August 23, 2006
School Factory
When I read Mitch Albom’s, The Five People You Meet in Heaven, I was captivated by the style and the format of his book. For the past seven years, my book, The School Factory, has been brewing in me – ready to have a format. I finally found it in Albom’s structural “timelessness”, that is the shifting of time coupled with the rigidity of one single defining day.
By using this structured “timelessness”, I believe I’ve captured what it feels like to be a part of the everyday incongruity that makes most public high schools like factories. The School Factory came from my original notes, recorded day by day during my thirty-two years of teaching high school. I simply unified the theme by narrating different scenes, month-by-month, describing different kids, satirizing the institutionalization of the public school, and always bringing the reader back to Graduation Day, June 19th.

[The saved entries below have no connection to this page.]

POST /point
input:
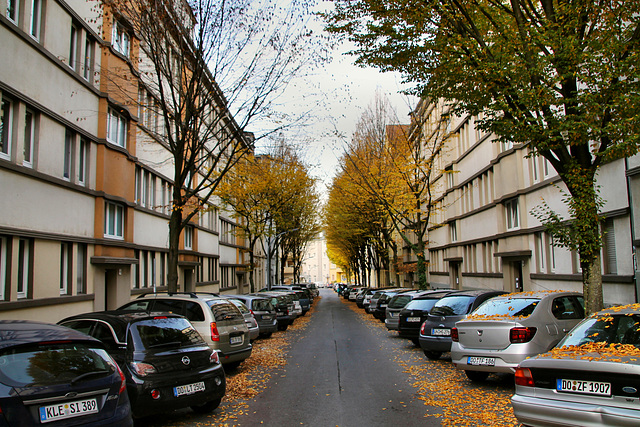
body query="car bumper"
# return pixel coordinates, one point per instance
(540, 412)
(142, 404)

For contrast, the softer narrated sections are counterbalanced with the pages of educational jargon about the “factory” environment; the talented, untroubled kids are lined up next to the deeply troubled as the year unfolds month by month – right up to Graduation Day. The ending of the book, entitled the Beginning, lets the reader see into the future telling what happens to the products after they leave the school factory.
The School Factory presents a frighteningly honest picture of the human and inhuman aspects of a public school system from the insider’s view – the teacher and the many students she comes to know. It’s a story that rarely gets told in its totality, and to my knowledge, has never been told in this format.